DATA-BACKED GUIDE · UPDATED JULY 2026
How much does a wedding cake cost in the UK?
The wedding cake is part dessert, part centrepiece and part photo prop, which is a lot to ask of one bake. Prices depend on the number of tiers, the design and how it is decorated, so a simple two-tier costs very differently to a sculpted showstopper. Here is what couples really pay and how to get the look without the top-tier price.
The quick version
- Cake prices track the number of tiers and the complexity of the decoration
- Sugar flowers, hand-piping and intricate designs add labour and cost
- Serving the cake as dessert can save on a separate pudding from the catering
- Cutting fees may apply if the venue plates and serves it for you
- Flavours and fillings can nudge the price up, especially premium ones
What people actually paid
The gap: advertised vs actually paid (medians)
People reported paying about the same as the advertised list price for cake.
List prices are advertised prices; paid figures are what people reported, often for different cases. Treat the gap as a signal, not a quote.
Real prices, in people's own words
- £275“our local bakery then offered to make us one for £275. 3 tiers to feed 80, iced in swiss meringue buttercream”
- £350“Mine was about 350, for 100 people. 3 tiers of different flavours on each tier”
- £360“The average wedding cake cost in the UK is around GBP 360”
- £600“4 tiers raspberry sponge, naked cake with berries on. It's £600”
Genuine amounts posted publicly. We publish the price and the quote, never the person.

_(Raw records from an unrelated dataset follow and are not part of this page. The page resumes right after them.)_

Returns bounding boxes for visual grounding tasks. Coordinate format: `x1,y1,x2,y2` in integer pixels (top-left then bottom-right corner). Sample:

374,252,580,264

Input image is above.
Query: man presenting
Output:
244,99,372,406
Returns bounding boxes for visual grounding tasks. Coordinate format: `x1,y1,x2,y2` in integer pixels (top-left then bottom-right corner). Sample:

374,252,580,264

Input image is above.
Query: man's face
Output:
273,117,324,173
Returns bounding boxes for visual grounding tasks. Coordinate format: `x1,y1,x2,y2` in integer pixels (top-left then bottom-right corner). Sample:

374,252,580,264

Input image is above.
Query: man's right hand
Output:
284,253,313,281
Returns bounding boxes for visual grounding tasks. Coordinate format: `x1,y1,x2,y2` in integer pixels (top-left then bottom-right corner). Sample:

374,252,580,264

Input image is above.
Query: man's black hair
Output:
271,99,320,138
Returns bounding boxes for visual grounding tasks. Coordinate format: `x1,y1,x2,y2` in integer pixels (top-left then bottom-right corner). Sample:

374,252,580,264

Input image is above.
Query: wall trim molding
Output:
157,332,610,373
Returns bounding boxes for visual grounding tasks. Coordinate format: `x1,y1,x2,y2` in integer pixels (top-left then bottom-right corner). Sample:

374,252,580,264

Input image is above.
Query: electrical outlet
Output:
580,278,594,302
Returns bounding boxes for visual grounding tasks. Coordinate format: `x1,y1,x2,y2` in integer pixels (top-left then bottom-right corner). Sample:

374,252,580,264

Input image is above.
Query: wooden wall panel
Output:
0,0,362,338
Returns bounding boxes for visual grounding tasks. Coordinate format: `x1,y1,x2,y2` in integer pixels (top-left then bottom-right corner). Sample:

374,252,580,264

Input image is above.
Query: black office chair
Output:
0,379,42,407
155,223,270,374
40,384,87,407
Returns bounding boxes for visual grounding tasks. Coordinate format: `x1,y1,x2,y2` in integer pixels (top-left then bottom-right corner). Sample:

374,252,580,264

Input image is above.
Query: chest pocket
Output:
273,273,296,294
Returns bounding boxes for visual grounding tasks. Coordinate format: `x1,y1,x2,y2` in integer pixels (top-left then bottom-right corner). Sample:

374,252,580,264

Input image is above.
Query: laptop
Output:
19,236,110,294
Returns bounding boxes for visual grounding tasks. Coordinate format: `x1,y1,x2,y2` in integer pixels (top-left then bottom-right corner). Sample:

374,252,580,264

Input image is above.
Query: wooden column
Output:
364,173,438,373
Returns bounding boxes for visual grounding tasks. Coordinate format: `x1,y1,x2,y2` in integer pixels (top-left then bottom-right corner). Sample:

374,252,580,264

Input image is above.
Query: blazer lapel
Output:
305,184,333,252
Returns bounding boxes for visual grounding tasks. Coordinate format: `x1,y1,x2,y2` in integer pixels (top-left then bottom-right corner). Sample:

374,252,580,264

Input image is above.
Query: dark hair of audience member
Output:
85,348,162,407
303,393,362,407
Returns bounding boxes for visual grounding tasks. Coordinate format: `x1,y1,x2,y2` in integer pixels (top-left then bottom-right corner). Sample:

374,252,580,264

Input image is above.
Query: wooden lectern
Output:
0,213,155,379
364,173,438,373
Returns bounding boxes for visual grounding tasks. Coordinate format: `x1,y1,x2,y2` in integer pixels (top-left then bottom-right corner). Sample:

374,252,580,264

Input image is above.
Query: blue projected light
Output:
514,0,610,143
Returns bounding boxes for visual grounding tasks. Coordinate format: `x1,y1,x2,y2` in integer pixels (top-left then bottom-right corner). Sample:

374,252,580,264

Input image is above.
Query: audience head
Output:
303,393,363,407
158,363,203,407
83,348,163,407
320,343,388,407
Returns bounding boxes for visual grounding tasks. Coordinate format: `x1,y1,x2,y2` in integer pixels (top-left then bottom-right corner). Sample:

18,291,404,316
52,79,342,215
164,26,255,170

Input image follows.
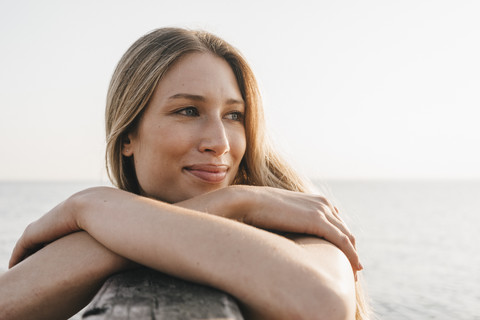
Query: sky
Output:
0,0,480,181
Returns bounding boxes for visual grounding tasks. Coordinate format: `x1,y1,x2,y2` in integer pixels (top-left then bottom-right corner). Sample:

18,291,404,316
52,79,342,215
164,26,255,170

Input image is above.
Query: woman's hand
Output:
176,185,363,271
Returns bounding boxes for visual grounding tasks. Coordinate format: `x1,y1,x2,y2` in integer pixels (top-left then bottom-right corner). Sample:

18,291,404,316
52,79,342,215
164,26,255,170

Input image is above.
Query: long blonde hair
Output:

Why the price varies so much
Cake pricing comes down to size, design and skill. A tall, sculpted cake with sugar flowers and hand-piped detail takes far longer to make than a clean, simple two-tier, and that labour is most of the cost. Premium flavours and fillings add a little, guest numbers set how much cake you actually need, and a well-known cake designer charges more than a talented home baker. Delivery and setup can appear on the quote too, and city makers tend to price higher.
How to pay less
- Choose fewer real tiers and pad the height with a decorated dummy tier if you want the drama
- Keep the decoration simple, since hand-piped sugar flowers add hours of labour
- Serve the cake as your dessert to save on a separate pudding course from the catering
- Ask about the venue's cutting fee before assuming it is free to serve
- Compare a few cake makers on the same size and design so the quotes line up
Common questions
What makes a wedding cake expensive?
Mostly the decoration and the labour behind it. Sugar flowers, hand-piping and sculpted tiers take hours of skilled work. The bake itself is a smaller part of the cost than the artistry on the outside.
How can I save on a wedding cake?
Keep the design simple, use a dummy tier for height, and serve the cake as dessert to skip a separate pudding. A talented home baker often charges less than a big-name designer for a similar result.
What is a cake cutting fee?
Some venues charge to cut and plate your cake as a dessert, especially if it did not come from their own kitchen. It is a classic example of the kind of hidden extra the Competition and Markets Authority's work on drip pricing has criticised, so ask about it upfront so it does not surprise you on the final bill.
How much cake do I need for my guests?
It depends on whether you serve it as dessert or as an evening nibble alongside other food. Your cake maker can size it to your guest count, and serving it as pudding usually means you need a bit more.